Dovrà scontare tredici anni e tre mesi di reclusione il 46enne di origine siciliana condannato per violenza sessuale nei confronti della figlia della compagna. La Procura generale della Corte d’Appello dell’Aquila ha emesso l’ordine di carcerazione dopo la rinuncia dell’uomo al ricorso in Cassazione. Il 46enne resterà quindi in carcere.

Potrebbe aprirsi il carcere anche per la madre della ragazza, condannata a sei anni e sei mesi per concorso nel reato di violenza sessuale. Il suo ricorso è stato assegnato alla settima sezione della Corte di Cassazione, chiamata a pronunciarsi sui profili di infondatezza e illegittimità.

I fatti risalgono al periodo compreso tra l’estate 2022 e l’estate 2023 e sono avvenuti in un comune del Centro Abruzzo. La vicenda emerse dopo che la bambina, all’epoca di nove anni e oggi tredicenne, confidò a un’amica le attenzioni del patrigno. Il padre naturale, informato dell’accaduto, presentò denuncia ai carabinieri. Le indagini portarono all’installazione di telecamere e dispositivi di ascolto nell’abitazione, permettendo ai militari di documentare gli abusi e intervenire.
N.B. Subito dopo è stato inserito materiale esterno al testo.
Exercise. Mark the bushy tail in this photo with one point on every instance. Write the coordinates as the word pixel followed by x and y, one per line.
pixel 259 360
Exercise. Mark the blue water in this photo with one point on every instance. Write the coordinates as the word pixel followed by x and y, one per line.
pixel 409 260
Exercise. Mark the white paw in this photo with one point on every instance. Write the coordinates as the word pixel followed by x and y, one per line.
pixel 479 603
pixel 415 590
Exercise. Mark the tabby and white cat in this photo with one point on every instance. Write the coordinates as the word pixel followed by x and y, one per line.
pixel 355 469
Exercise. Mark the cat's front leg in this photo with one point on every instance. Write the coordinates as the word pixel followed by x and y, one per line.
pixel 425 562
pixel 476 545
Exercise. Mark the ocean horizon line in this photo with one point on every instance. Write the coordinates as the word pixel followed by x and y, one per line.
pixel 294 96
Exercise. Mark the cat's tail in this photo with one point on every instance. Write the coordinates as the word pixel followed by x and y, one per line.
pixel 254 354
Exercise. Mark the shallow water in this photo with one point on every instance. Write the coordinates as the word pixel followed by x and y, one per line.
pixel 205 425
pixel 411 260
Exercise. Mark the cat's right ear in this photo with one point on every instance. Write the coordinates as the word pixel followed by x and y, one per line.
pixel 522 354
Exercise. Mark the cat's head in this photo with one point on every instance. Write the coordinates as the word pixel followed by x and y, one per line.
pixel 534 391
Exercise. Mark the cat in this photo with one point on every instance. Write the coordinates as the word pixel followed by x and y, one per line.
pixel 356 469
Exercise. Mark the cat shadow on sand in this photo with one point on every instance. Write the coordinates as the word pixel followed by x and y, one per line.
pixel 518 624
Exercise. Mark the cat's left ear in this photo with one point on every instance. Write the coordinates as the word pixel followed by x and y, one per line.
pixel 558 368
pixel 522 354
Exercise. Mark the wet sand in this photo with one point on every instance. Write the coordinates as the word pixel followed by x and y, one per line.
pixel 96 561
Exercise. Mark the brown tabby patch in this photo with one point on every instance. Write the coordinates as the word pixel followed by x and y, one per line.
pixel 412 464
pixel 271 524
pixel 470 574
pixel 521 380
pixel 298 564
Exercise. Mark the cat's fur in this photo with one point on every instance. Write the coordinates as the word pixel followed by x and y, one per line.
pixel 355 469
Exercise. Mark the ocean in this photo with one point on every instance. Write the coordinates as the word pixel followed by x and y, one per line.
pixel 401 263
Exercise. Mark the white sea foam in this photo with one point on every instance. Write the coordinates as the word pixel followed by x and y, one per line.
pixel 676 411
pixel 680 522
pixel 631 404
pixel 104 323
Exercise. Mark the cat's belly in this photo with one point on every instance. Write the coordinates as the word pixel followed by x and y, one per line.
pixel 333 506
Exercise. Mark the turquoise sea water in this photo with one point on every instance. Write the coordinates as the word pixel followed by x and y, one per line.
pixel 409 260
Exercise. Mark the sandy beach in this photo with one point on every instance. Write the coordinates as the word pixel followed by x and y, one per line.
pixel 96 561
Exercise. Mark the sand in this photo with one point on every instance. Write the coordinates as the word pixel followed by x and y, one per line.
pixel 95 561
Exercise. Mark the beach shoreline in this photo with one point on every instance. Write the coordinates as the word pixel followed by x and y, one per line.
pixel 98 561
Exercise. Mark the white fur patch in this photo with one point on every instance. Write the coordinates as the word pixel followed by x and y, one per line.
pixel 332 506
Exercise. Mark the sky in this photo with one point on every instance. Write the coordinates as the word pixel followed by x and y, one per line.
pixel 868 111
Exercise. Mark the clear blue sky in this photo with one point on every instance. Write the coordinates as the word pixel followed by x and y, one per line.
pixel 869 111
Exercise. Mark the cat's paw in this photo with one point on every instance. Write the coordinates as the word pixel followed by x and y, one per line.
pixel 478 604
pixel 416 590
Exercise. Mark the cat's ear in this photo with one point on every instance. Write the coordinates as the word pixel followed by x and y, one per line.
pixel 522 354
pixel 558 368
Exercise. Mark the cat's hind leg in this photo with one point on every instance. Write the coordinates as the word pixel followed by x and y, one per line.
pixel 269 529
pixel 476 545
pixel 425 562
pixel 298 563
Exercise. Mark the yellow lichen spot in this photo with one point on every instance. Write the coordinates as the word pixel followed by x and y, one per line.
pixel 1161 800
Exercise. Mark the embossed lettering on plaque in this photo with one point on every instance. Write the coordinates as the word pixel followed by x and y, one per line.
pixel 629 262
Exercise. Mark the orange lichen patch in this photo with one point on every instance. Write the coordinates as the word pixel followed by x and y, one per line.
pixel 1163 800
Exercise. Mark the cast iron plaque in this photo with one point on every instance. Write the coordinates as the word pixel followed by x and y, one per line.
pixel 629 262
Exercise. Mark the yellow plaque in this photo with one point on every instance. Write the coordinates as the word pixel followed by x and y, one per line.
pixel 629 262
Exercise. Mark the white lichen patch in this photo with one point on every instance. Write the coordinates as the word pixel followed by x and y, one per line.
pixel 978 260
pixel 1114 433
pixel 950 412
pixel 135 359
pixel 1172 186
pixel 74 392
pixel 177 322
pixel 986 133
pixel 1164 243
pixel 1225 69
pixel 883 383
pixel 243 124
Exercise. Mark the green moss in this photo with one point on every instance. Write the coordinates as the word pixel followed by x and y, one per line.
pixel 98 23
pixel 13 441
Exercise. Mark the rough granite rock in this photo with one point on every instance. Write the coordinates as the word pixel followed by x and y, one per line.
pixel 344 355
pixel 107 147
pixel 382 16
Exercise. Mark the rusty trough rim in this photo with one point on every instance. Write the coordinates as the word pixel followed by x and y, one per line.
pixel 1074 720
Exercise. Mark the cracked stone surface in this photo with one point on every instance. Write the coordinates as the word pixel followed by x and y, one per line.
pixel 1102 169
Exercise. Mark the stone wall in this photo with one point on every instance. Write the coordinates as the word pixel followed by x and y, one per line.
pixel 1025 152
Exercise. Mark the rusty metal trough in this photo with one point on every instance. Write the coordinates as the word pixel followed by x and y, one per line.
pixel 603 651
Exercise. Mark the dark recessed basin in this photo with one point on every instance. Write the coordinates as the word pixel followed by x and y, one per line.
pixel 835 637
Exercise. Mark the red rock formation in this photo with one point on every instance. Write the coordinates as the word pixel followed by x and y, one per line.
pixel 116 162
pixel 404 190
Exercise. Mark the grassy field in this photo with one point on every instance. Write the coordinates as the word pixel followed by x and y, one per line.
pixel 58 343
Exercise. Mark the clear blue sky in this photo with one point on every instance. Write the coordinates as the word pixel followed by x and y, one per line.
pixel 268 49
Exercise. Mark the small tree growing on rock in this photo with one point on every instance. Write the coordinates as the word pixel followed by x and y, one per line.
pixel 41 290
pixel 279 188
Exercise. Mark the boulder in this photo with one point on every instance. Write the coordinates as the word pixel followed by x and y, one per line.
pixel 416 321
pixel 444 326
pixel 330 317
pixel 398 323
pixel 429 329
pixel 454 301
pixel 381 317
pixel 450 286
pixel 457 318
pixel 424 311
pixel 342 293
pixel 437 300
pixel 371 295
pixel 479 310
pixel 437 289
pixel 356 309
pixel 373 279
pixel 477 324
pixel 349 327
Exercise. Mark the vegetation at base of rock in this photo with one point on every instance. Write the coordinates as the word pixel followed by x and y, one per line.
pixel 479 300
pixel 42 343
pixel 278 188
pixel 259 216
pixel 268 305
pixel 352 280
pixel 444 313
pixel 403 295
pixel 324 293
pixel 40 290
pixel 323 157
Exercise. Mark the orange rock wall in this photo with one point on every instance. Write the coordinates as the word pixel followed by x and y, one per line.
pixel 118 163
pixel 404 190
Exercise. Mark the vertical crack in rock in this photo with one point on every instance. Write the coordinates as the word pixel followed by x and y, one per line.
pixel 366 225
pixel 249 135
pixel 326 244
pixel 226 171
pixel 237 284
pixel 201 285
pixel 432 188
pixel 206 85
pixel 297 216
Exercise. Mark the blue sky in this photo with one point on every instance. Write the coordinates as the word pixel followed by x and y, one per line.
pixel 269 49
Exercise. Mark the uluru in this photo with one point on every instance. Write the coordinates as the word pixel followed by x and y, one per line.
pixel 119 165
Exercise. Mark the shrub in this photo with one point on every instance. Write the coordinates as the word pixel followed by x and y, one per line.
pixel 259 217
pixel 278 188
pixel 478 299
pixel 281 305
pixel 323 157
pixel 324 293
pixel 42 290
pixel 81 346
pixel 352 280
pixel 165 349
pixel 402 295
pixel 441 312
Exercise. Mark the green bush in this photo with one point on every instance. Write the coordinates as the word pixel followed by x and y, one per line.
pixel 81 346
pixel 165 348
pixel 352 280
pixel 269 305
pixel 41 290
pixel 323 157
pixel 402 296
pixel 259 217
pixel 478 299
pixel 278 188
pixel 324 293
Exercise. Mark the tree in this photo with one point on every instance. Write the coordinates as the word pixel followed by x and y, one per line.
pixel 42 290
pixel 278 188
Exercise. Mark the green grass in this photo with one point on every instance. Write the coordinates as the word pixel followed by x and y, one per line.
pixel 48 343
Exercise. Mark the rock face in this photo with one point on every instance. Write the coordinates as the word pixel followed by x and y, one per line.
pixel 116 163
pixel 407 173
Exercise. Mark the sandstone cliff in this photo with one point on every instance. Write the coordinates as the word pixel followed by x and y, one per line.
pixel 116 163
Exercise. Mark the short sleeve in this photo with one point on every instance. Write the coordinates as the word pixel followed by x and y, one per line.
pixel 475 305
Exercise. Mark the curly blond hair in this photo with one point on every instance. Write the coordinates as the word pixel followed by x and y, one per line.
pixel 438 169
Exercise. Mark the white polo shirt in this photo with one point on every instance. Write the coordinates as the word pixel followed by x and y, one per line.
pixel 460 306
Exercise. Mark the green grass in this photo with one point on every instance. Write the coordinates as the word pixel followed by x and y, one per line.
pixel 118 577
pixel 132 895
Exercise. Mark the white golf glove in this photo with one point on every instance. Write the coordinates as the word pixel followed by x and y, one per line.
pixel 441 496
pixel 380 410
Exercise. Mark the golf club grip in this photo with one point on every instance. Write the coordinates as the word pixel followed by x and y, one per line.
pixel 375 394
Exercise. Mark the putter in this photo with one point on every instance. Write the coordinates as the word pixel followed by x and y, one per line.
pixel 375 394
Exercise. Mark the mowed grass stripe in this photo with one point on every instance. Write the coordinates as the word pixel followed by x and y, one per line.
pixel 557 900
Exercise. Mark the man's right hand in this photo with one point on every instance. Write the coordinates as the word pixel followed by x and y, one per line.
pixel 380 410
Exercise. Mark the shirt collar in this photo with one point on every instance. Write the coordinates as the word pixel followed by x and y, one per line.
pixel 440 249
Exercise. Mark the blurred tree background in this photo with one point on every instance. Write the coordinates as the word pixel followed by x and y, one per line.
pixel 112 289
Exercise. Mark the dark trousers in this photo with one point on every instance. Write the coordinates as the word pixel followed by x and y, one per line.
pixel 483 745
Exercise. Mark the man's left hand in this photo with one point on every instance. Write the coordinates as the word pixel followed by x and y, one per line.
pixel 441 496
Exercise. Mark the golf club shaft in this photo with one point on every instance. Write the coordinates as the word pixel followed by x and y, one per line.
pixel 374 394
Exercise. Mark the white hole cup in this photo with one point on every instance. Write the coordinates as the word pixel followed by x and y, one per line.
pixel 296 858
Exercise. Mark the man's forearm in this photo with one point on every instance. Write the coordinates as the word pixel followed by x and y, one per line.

La minore è stata successivamente affidata al padre naturale, con il quale si è ricongiunta nel novembre 2024 dopo un periodo trascorso in una struttura protetta. Il Tribunale per i minorenni aveva sospeso la responsabilità genitoriale della madre, poi dichiarata decaduta in primo grado. Il padre naturale è stato assistito durante il processo dall’avvocato Andrea Marino del foro di Sulmona.